Protesters torched the Danish consulate in Beirut and the Danish and Norwegian embassies in Damascus.

But the editors of the largest newspapers in the United States and most network broadcasters refused to run even one of the cartoons for fear of offending readers and viewers. (A CNN anchor said the network is “pixillating” the images. I suppose that  means “making them incomprehensible,” because that’s how I felt about the CNN image of one of the cartoons.) How about fear of confusing readers and viewers who don’t understand the deep feelings of the protesters? The Associated Press, the primary source for most American newspapers and networks, won’t even transmit the cartoons so that editors can make up their own minds.

I get it that many Muslims believe that no image of the prophet Muhammad should appear.

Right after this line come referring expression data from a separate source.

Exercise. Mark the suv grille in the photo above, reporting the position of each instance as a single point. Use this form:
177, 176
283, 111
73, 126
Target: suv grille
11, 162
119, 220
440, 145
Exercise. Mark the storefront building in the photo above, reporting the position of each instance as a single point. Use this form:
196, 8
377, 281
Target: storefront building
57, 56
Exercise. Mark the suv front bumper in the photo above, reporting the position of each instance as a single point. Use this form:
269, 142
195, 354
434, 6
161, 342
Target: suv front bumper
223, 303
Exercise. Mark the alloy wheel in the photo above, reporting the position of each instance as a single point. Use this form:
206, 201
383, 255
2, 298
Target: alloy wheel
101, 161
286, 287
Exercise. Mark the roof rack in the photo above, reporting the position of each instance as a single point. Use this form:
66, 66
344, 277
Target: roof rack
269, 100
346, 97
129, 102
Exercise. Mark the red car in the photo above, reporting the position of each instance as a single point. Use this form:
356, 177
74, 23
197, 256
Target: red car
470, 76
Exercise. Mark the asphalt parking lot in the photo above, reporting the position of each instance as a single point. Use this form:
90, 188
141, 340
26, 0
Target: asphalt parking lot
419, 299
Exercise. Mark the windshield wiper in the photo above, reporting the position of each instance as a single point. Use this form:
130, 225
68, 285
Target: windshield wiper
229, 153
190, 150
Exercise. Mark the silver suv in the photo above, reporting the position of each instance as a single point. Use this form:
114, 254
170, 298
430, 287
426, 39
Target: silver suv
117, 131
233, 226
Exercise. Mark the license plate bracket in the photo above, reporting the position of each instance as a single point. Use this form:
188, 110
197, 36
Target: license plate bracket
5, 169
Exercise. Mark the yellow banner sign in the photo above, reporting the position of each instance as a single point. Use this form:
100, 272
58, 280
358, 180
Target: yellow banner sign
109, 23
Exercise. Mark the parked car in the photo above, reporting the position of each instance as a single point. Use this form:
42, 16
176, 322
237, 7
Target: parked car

I am grateful for the Times’ word descriptions of the drawings and understand why the drawings would be provocative: “One cartoon depicts Muhammad with a turban in the shape of a bomb. Another shows him at the gates of heaven, arms raised, saying to men who seem to be suicide bombers, ‘Stop, stop, we have run out of virgins.’ A third has devil’s horns emerging from his turban. A fourth shows two women who are entirely veiled, with only their eyes showing, and the prophet standing between them with a strip of black cloth covering his eyes, preventing him from seeing.”

But I can’t truly understand the controversy until I see the cartoons.

I did appreciate the Mercury News publishing on Friday, inside the A-section, a picture of a German newspaper with one of the offending cartoons (which was reproduced at less than 1-1/2 by 1-1/2 inches.)

Not everyone agreed.

The Mercury News on Saturday apologized to readers who were offended but noted rightly that the images “are so much a part of this ongoing story.” I’d like to see more of the 12 cartoons, first published in a Danish newspaper in September, then elsewhere in Europe.

No, I wouldn’t run the cartoons “to show support” for the Danish paper, which the BBC says was the motivation for many European newspapers. I’d run them because they’re big news and help explain a religion that we desperately need to understand.

No, I don’t think that American editors have conspired to keep the cartoons out of the paper. Cranky editors tend to oppose most anything that suggests a united front.

The big problem is that talking to readers and viewers is not an automatic instinct for journalists. If it were, the problem would be resolved because:


  • Editors would publish a front-page warning saying that several of the cartoons were running inside (at a size that didn’t challenge my weakening eyes).


  • Editors would explain why they made the decision to publish. Some might even want to say that it was a tough decision, but I wouldn’t. I’d simply say that it’s important for us to understand why the cartoons push a hot button, and you can’t understand that without seeing them.


  • I’d post them online or link to them (which very few newspapers have done) with the same warning and explanation.


  • If I were a broadcaster, I’d do the same thing: Warn, explain, then run the images (without “pixillation”).
Writing in The Wall Street Journal on Saturday, author Irshad Manji authoritatively tried to explain Islam and criticized its lack of receptiveness to those of other faiths. “As long as Rome welcomes non-Christians and Jerusalem embraces non-Jews, we Muslims have more to protest than cartoons,” she wrote.

I would have learned even more if several of the cartoons had accompanied her column.

Why didn’t they?

The Wall Street Journal, like so many others, refuses to publish them.






Jerry Ceppos is a former executive editor of the Mercury News and former vice president/news of Knight Ridder, its parent company.